# 2. Machine learning on words

In this notebook we'll assign better weights to the words we identified earlier -- weights that are actually optimal for classifying the data on our training set.  We'll have to figure out how to represent words as numbers to do so.

In [None]:
import pickle
import csv
import numpy as np

In [None]:
with open("data/sentiment_splits.p", "rb") as f:
    X_train, X_dev, X_test, y_train, y_dev, y_test = pickle.load(f)

In [None]:
# Get the set of words we're interested in
words_of_interest = {}
with open("data/hand_weights.csv") as f:
    reader = csv.reader(f)
    for word, score in reader:
        words_of_interest[word] = 1
words_of_interest = words_of_interest.keys()

In [None]:
# Check out the words we'll learn information about
print words_of_interest

In [None]:
# Create a function that will convert each paragraph to a vector.
#
# The presence of each word in the wordlist is a feature.
# So a cell is 1 if the word of interest appears in the
# paragraph, and near 0 otherwise
def convert_to_vector(paragraph):
    representation = np.zeros(len(words_of_interest))
    for i, word in enumerate(words_of_interest):
        if word in paragraph:
            representation[i] = 1
    return representation

In [None]:
# Test the conversion
print convert_to_vector("not bad")

In [None]:
def convert_dataset(dataset):
    # Convert X_train and X_dev to use the new format
    dataset_vector = np.zeros((len(dataset), len(words_of_interest)))
    for i,paragraph in enumerate(dataset):
        dataset_vector[i] = convert_to_vector(paragraph)
    return dataset_vector

X_train_vector = convert_dataset(X_train)
print X_train_vector.shape
X_dev_vector = convert_dataset(X_dev)
print X_dev_vector.shape

In [None]:
from sklearn import linear_model

clf = linear_model.LogisticRegression()
clf.fit(X_train_vector, y_train)
y_dev_hat = clf.predict(X_dev_vector)

## Evaluation

In [None]:
# Let's evaluate
# No cross-validation this round, but we can use that in the 
# future to get a sense of the variability of the method
from sklearn import metrics

print "Accuracy:"
print metrics.accuracy_score(y_dev, y_dev_hat)

print

print "Classification metrics:"
print metrics.classification_report(y_dev, y_dev_hat)

print 

print "Confusion matrix:"
print "(Rows are truth, columns are predictions)"
print metrics.confusion_matrix(y_dev, y_dev_hat)

Our performance went up!  That's good, and what we'd expect.

Let's brainstorm some possible reasons why it isn't great yet, though:
- Too much regularization
- Overfit to the training data
- Too little data, such that what we're learning is noisy
- Too many rows have 0 occurrences of one of our training words

It turns out there isn't too much regularization -- you can play with this by passing C=2.0 or higher numbers to the LogisticRegression creator.  Regardless of what this value is, performance doesn't improve.

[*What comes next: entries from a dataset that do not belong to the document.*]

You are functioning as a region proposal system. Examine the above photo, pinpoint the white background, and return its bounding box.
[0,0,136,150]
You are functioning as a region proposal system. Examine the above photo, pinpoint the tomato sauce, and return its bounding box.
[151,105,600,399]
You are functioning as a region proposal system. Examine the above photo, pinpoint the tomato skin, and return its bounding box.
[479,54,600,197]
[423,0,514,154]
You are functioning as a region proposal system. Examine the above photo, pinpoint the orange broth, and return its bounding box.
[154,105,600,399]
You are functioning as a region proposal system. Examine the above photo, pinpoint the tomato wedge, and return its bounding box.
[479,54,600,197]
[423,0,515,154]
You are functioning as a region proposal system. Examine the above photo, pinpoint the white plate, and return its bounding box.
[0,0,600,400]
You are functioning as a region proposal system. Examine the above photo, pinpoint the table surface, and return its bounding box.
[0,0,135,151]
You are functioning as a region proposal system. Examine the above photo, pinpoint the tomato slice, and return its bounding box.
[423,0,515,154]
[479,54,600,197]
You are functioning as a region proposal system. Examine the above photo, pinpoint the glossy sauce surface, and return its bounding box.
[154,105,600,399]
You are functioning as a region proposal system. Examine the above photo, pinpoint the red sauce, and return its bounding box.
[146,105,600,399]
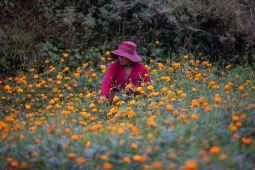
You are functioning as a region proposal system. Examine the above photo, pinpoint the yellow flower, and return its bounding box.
[210,146,220,155]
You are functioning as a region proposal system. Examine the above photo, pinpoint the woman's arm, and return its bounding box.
[101,63,117,97]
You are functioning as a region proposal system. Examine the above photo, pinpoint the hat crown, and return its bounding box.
[110,41,142,62]
[119,41,136,54]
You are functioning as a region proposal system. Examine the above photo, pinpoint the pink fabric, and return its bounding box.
[111,41,142,62]
[101,61,151,97]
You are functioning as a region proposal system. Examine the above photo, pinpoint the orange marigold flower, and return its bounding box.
[105,51,111,56]
[166,104,173,110]
[219,154,228,161]
[76,157,85,164]
[100,155,108,161]
[147,85,153,91]
[131,143,138,150]
[129,100,136,105]
[103,162,113,169]
[242,138,251,145]
[210,146,220,155]
[30,152,38,157]
[152,161,164,169]
[238,86,244,91]
[123,156,131,163]
[184,160,198,170]
[67,153,76,159]
[62,53,69,58]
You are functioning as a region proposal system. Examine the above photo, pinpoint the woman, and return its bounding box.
[100,41,151,99]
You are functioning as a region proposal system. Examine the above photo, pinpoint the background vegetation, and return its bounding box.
[0,0,255,77]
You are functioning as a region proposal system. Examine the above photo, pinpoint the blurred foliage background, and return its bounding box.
[0,0,255,78]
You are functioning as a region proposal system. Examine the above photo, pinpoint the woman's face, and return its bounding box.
[118,56,132,66]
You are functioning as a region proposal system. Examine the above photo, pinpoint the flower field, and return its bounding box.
[0,53,255,169]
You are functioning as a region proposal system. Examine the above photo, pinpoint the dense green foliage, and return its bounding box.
[0,0,255,77]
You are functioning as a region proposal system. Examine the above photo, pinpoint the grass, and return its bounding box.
[0,54,255,169]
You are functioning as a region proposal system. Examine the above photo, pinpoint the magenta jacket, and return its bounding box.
[101,61,151,97]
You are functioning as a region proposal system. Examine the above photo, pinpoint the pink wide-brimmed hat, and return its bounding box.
[110,41,142,62]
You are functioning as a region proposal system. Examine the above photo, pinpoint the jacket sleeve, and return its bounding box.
[101,63,117,97]
[143,67,152,84]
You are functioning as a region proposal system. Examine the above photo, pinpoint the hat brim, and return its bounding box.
[110,49,142,62]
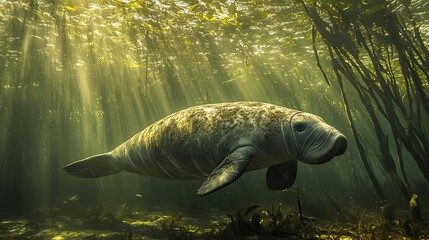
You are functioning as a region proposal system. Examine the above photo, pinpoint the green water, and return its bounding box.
[0,0,429,239]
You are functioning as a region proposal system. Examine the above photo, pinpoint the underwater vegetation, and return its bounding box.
[0,197,429,240]
[0,0,429,240]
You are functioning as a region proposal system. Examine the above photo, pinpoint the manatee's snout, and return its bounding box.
[291,113,347,164]
[332,134,347,156]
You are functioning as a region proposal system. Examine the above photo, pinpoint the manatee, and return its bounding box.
[64,102,347,196]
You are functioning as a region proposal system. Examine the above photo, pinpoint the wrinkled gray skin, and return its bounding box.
[64,102,347,195]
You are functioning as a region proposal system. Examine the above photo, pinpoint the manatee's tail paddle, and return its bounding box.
[63,153,121,178]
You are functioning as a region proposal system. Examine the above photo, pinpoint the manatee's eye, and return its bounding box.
[295,122,307,132]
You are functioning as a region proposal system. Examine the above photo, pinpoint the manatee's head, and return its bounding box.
[283,112,347,164]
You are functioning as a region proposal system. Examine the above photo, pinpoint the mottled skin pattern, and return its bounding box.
[111,102,298,179]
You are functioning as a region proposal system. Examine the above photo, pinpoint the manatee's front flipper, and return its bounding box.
[63,153,121,178]
[266,161,297,190]
[197,146,256,196]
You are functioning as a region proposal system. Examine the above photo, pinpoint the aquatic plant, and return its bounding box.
[298,0,429,201]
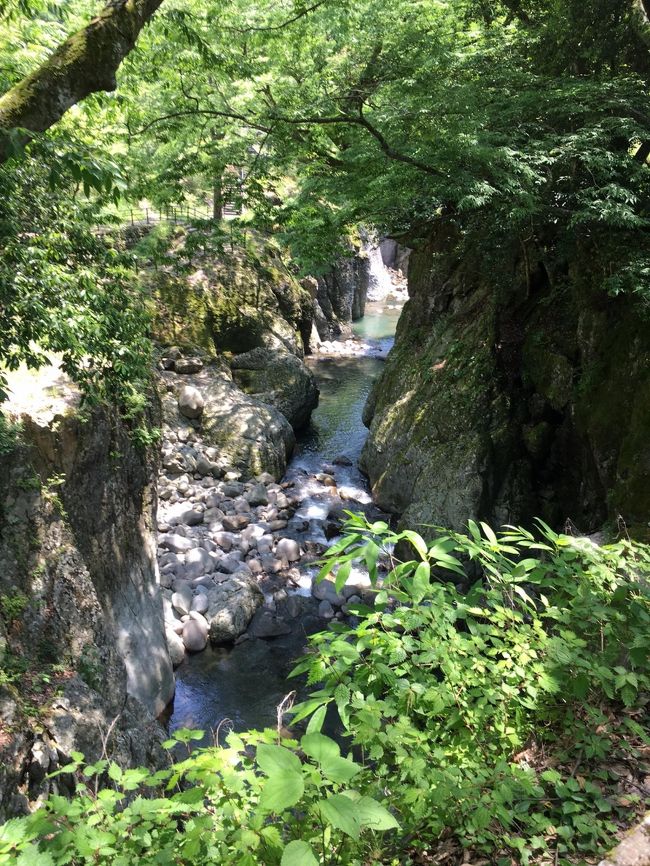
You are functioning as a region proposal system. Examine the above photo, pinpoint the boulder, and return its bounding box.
[174,358,203,375]
[178,385,205,418]
[207,573,264,644]
[230,348,319,430]
[275,538,300,562]
[183,613,208,653]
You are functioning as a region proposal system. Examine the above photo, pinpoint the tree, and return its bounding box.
[0,0,162,162]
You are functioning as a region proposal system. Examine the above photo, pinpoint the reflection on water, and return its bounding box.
[169,634,306,744]
[169,296,399,744]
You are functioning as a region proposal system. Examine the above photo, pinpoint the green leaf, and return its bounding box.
[260,770,305,813]
[354,797,399,830]
[280,839,318,866]
[411,562,431,601]
[334,562,352,592]
[255,743,302,776]
[300,733,341,764]
[321,758,361,784]
[317,794,361,839]
[307,704,327,734]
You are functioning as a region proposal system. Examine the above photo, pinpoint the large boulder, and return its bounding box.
[178,385,204,418]
[230,348,318,430]
[206,574,264,644]
[161,362,296,479]
[361,225,650,537]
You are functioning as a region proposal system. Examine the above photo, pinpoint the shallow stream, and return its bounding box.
[169,302,400,742]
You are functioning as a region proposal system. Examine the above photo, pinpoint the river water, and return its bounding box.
[169,280,400,742]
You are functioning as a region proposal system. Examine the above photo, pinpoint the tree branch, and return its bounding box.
[224,0,327,33]
[0,0,163,163]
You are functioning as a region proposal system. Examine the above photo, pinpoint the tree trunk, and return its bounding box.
[212,171,223,222]
[0,0,163,163]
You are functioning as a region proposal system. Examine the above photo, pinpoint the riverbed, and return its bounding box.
[169,302,400,743]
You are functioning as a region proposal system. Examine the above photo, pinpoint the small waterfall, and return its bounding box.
[364,244,396,301]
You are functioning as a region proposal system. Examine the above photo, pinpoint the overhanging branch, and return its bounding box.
[0,0,163,163]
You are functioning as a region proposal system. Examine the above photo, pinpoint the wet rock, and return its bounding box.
[172,584,193,616]
[244,483,269,506]
[160,533,194,553]
[230,348,318,430]
[207,574,264,644]
[178,385,205,418]
[183,613,208,652]
[222,514,250,532]
[311,578,345,607]
[318,599,334,619]
[248,609,291,638]
[165,623,185,668]
[190,592,210,613]
[174,358,203,376]
[185,547,213,579]
[276,538,300,562]
[165,502,203,526]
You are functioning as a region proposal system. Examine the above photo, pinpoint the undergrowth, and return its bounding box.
[0,515,650,866]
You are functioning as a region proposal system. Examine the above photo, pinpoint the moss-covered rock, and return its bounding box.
[230,348,318,430]
[362,228,650,537]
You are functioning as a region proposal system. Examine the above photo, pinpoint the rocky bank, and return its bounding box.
[362,221,650,537]
[0,374,174,820]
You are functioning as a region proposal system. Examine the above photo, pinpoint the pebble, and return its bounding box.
[275,538,300,562]
[183,613,208,652]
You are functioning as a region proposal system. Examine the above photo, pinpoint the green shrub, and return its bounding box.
[294,516,650,864]
[0,725,398,866]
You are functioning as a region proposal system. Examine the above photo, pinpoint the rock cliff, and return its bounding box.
[362,227,650,536]
[0,372,174,819]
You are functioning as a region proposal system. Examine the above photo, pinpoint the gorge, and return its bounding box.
[0,0,650,866]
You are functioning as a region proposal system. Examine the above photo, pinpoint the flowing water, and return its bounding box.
[169,250,400,742]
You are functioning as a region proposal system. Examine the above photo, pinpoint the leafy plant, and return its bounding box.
[294,516,650,863]
[0,724,398,866]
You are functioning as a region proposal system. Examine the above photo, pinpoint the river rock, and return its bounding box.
[248,609,291,638]
[275,538,300,562]
[230,348,318,430]
[190,592,210,614]
[172,584,192,616]
[207,574,264,644]
[183,613,208,653]
[165,626,185,668]
[244,483,269,506]
[174,358,203,376]
[185,547,213,579]
[160,532,194,553]
[311,578,345,607]
[222,514,250,532]
[165,502,203,526]
[178,385,205,418]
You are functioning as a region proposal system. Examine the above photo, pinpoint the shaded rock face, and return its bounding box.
[362,224,650,535]
[314,253,369,340]
[150,228,313,358]
[161,355,294,478]
[230,349,318,430]
[0,400,174,819]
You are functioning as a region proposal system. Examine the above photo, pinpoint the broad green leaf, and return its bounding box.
[260,770,305,813]
[334,562,352,592]
[300,733,341,763]
[354,797,399,830]
[280,839,318,866]
[255,743,301,776]
[317,794,361,839]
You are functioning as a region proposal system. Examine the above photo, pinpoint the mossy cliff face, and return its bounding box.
[0,396,174,819]
[362,228,650,536]
[147,228,313,357]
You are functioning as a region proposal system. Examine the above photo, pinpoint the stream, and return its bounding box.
[169,276,400,743]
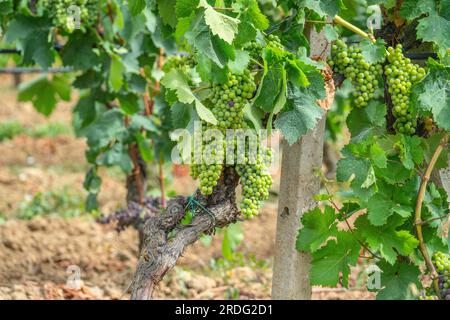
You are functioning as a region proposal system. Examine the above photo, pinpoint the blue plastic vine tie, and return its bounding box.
[186,196,216,222]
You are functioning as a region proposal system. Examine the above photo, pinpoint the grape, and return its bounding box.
[209,70,256,130]
[384,44,425,135]
[328,40,383,108]
[236,149,272,218]
[39,0,98,33]
[419,252,450,300]
[186,69,275,218]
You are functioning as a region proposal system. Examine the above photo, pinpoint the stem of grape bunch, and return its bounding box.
[333,16,376,42]
[414,133,450,296]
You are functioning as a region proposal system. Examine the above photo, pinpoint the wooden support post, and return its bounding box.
[272,25,328,300]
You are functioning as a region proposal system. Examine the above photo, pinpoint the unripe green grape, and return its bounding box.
[385,44,425,135]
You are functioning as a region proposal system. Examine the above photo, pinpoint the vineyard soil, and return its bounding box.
[0,77,373,299]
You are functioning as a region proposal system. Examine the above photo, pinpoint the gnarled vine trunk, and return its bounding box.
[131,168,240,300]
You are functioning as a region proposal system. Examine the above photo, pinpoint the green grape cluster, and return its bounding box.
[236,149,272,218]
[385,44,425,135]
[419,252,450,300]
[209,70,256,130]
[329,40,383,108]
[244,41,263,61]
[39,0,98,33]
[187,70,272,218]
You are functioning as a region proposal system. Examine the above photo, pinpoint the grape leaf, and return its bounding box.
[184,14,235,68]
[109,54,124,91]
[161,69,217,125]
[296,206,338,252]
[412,60,450,131]
[417,13,450,57]
[324,24,339,42]
[360,38,386,63]
[336,155,375,199]
[347,100,387,142]
[297,0,345,18]
[310,231,361,287]
[400,0,436,20]
[18,75,71,116]
[275,85,324,145]
[367,182,413,226]
[175,0,199,19]
[355,215,419,265]
[370,143,387,168]
[396,135,424,169]
[199,0,239,44]
[233,0,269,30]
[228,50,250,74]
[157,0,177,28]
[61,32,99,70]
[5,15,55,69]
[97,142,133,173]
[375,157,414,184]
[377,261,421,300]
[79,109,126,148]
[128,0,146,16]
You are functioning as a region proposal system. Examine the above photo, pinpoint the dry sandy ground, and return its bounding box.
[0,76,373,299]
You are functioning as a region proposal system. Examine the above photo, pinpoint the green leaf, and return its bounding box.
[184,14,235,68]
[412,60,450,131]
[400,0,436,20]
[275,85,324,145]
[299,0,345,18]
[156,0,177,28]
[161,69,217,125]
[170,102,193,129]
[79,109,126,148]
[360,38,386,63]
[18,75,70,116]
[367,182,414,226]
[175,0,199,19]
[374,158,414,184]
[109,55,124,92]
[5,15,55,69]
[324,24,339,42]
[377,261,421,300]
[417,13,450,57]
[296,206,338,252]
[97,143,133,173]
[136,132,154,162]
[161,69,197,104]
[61,32,99,70]
[355,216,419,265]
[310,231,361,287]
[233,0,269,30]
[228,50,250,74]
[128,0,146,16]
[347,100,387,142]
[370,143,387,168]
[119,93,140,115]
[336,155,375,199]
[396,135,424,169]
[199,0,239,44]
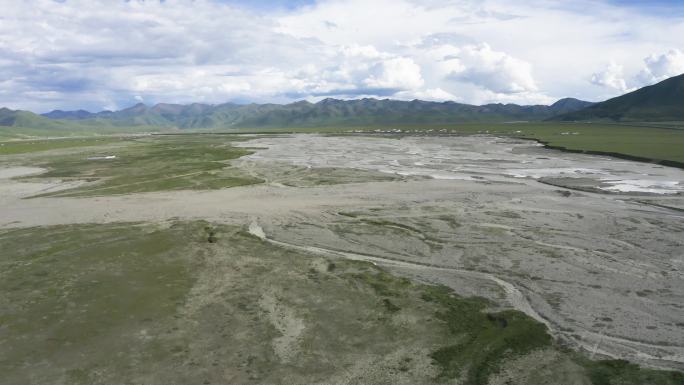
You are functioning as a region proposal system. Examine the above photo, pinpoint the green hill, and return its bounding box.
[551,75,684,122]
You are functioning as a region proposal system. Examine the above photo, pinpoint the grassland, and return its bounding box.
[5,122,684,167]
[200,122,684,167]
[340,123,684,165]
[18,135,261,196]
[0,222,684,385]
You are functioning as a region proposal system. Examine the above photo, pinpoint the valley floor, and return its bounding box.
[0,135,684,384]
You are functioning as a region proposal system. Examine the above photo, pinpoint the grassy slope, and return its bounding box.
[0,222,684,385]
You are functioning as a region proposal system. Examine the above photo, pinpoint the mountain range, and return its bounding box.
[554,74,684,122]
[0,75,684,129]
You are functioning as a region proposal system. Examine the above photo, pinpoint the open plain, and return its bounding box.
[0,134,684,384]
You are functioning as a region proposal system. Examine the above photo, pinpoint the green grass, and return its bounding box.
[578,357,684,385]
[0,222,682,385]
[0,137,122,155]
[0,223,204,384]
[174,122,684,163]
[24,135,261,196]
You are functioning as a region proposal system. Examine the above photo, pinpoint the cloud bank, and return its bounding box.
[0,0,684,111]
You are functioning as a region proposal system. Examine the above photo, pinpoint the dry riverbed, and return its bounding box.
[0,135,684,383]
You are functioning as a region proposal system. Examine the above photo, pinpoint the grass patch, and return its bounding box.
[422,286,552,385]
[22,135,261,196]
[0,137,124,155]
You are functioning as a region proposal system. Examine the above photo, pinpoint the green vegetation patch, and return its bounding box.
[0,223,208,384]
[22,135,261,196]
[0,137,122,155]
[0,222,682,385]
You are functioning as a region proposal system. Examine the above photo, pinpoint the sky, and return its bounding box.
[0,0,684,112]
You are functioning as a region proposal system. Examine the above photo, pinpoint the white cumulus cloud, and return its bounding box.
[443,43,537,94]
[591,62,628,92]
[638,49,684,84]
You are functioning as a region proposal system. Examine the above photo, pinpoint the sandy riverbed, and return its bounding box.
[0,135,684,369]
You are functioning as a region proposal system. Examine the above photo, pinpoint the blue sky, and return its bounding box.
[0,0,684,112]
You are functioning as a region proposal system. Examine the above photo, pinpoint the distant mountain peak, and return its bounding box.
[553,74,684,122]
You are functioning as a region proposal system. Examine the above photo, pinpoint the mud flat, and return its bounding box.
[0,135,684,380]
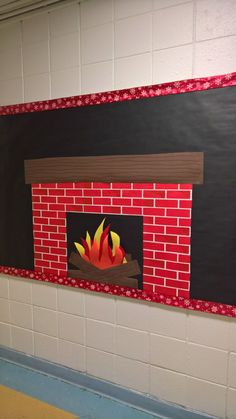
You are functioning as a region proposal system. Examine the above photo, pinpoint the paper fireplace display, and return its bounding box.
[25,153,203,297]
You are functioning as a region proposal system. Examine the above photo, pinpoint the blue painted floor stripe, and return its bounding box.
[0,360,160,419]
[0,346,216,419]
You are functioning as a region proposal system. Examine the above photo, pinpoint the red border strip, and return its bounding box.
[0,72,236,317]
[0,72,236,115]
[0,266,236,317]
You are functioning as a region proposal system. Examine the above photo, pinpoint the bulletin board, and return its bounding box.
[0,73,236,317]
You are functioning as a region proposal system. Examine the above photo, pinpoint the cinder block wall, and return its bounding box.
[0,0,236,419]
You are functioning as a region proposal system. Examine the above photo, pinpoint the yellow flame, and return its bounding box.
[93,218,106,247]
[85,231,92,249]
[110,231,120,256]
[74,242,85,257]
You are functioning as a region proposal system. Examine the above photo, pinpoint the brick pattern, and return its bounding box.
[32,182,192,298]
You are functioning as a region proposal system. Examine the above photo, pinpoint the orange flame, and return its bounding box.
[74,218,127,269]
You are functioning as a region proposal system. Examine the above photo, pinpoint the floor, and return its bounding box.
[0,359,160,419]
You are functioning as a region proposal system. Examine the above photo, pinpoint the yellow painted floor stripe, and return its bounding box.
[0,385,78,419]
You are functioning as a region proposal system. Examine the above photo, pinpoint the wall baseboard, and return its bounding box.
[0,345,215,419]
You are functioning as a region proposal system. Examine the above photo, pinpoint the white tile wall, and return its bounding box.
[11,326,33,355]
[0,0,236,419]
[115,13,152,58]
[9,279,31,304]
[34,333,58,362]
[150,366,187,406]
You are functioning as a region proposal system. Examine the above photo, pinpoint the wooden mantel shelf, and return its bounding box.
[25,152,203,184]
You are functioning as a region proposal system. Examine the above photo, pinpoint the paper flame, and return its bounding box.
[74,218,127,269]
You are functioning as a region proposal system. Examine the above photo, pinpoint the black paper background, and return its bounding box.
[0,87,236,304]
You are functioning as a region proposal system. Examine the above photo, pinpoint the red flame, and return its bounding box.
[74,218,127,269]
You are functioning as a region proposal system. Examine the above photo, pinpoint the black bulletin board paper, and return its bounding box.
[0,86,236,305]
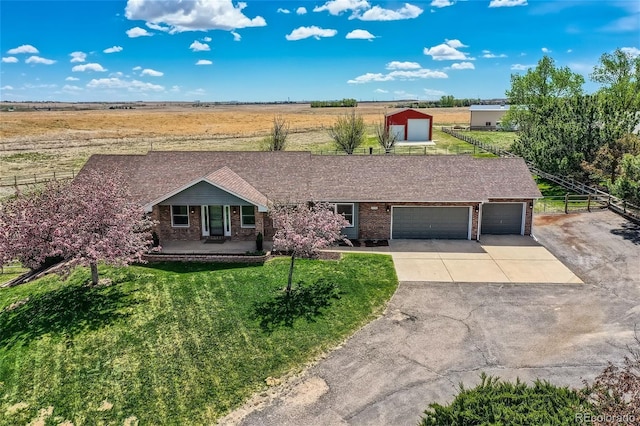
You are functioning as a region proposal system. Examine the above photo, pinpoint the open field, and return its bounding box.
[0,103,469,185]
[0,254,397,425]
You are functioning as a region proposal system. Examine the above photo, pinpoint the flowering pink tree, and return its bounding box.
[58,172,158,285]
[269,203,351,293]
[0,181,70,270]
[0,172,153,285]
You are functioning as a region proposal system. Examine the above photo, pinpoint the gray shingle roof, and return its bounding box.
[83,151,541,204]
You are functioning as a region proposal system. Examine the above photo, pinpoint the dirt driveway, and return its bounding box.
[223,211,640,425]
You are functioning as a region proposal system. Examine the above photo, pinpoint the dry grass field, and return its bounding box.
[0,102,469,188]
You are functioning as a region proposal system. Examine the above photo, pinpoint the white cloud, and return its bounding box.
[358,3,423,21]
[285,25,338,41]
[7,44,40,55]
[482,50,507,59]
[71,63,106,72]
[602,15,640,33]
[140,68,164,77]
[389,68,449,80]
[125,0,267,34]
[620,47,640,58]
[87,78,164,92]
[313,0,371,16]
[145,22,171,33]
[189,40,211,52]
[103,46,122,53]
[451,62,476,70]
[511,64,535,71]
[424,89,447,99]
[385,61,422,70]
[347,72,393,84]
[431,0,454,8]
[423,40,471,61]
[393,90,418,99]
[126,27,153,38]
[345,30,376,41]
[69,52,87,62]
[24,56,56,65]
[489,0,527,7]
[347,68,449,84]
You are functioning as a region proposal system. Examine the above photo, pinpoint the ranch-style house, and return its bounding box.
[83,151,541,244]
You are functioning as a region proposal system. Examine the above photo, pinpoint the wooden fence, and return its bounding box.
[0,170,77,187]
[441,127,640,222]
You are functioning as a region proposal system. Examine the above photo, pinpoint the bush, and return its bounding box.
[420,373,592,426]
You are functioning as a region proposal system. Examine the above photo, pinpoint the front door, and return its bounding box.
[208,206,224,236]
[202,206,231,237]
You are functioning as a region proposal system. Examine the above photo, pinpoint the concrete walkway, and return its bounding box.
[389,235,582,284]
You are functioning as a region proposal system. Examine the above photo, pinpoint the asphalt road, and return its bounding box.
[230,211,640,426]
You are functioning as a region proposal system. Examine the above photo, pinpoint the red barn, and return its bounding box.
[385,108,433,142]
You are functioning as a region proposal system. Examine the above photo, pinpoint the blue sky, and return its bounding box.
[0,0,640,102]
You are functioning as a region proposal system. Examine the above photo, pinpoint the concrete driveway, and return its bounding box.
[228,211,640,426]
[389,235,582,284]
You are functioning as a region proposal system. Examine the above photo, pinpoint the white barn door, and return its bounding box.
[407,118,431,141]
[389,124,404,141]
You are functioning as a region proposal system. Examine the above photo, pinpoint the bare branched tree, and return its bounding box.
[376,120,398,153]
[265,115,289,151]
[329,109,365,154]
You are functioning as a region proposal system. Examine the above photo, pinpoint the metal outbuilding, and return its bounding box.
[385,108,433,142]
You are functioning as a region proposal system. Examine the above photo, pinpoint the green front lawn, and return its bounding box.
[0,254,397,425]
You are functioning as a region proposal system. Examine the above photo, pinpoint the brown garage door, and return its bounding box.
[391,207,469,239]
[480,203,523,235]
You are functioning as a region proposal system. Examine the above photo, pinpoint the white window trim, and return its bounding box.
[171,204,191,228]
[333,203,356,228]
[240,206,256,229]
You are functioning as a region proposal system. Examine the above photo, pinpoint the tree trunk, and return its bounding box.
[90,262,98,285]
[287,252,296,293]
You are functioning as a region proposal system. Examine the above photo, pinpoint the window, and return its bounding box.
[240,206,256,228]
[335,204,353,228]
[171,206,189,228]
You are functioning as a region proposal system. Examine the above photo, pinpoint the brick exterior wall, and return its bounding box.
[151,206,202,244]
[358,203,391,240]
[231,206,262,241]
[489,198,533,235]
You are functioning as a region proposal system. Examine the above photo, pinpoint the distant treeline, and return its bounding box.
[395,96,504,108]
[311,98,358,108]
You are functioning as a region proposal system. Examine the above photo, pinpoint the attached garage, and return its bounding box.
[480,203,525,235]
[391,206,471,240]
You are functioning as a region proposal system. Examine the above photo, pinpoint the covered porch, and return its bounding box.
[160,239,273,255]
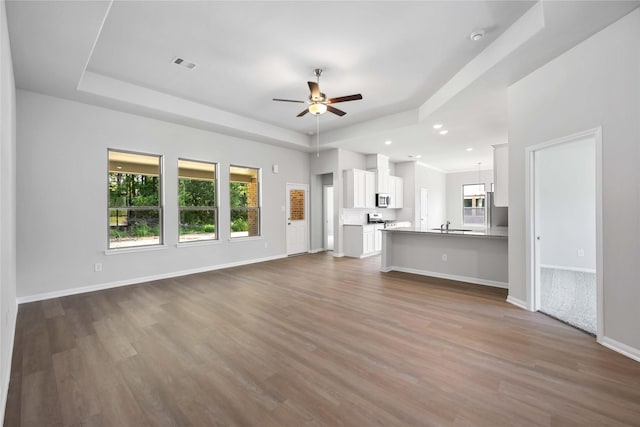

Let's check out whether we're overfitting or underfitting to the problem next...

In [None]:
from sklearn.learning_curve import validation_curve

param = "C"
param_range = [0.01, 0.05, 0.1, 0.5, 1.0, 2.0, 5.0] #[True, False] #
train_scores, test_scores = validation_curve(
    linear_model.LogisticRegression(), 
    X_train_vector, 
    y_train, 
    cv=10, 
    param_name=param, 
    param_range=param_range, 
    scoring="f1")

In [None]:
from matplotlib import pyplot as plt
%matplotlib inline

train_mean = np.mean(train_scores, axis=1)
train_std = np.std(train_scores, axis=1)
test_mean = np.mean(test_scores, axis=1)
test_std = np.std(test_scores, axis=1)

print train_mean
print train_std
print test_mean
print test_std

plt.title("Validation  Curve")
plt.xlabel(param)
plt.ylabel("F1")
plt.ylim(0.0, 1.0)
plt.semilogx(param_range,
             train_mean, 
             label="Training score", 
             color="r")
plt.fill_between(param_range,
            train_mean - train_std,
            train_mean + train_std,
            alpha=0.2,
            color="r")
plt.semilogx(param_range,
             test_mean, 
             label="Crossvalidation score", 
             color="g")
plt.fill_between(param_range,
            test_mean - test_std,
            test_mean + test_std,
            alpha=0.2,
            color="g")
plt.legend(loc="best")
plt.show()

This looks pretty great -- we're not overfitting or underfitting much at all, and the amount of regularization is reasonably good where it is (though we might want to decrease it a bit and improve performance).  

Overall, this is great news. We can get a 5% gain over just guessing by using the small number of words we thought a priori might matter.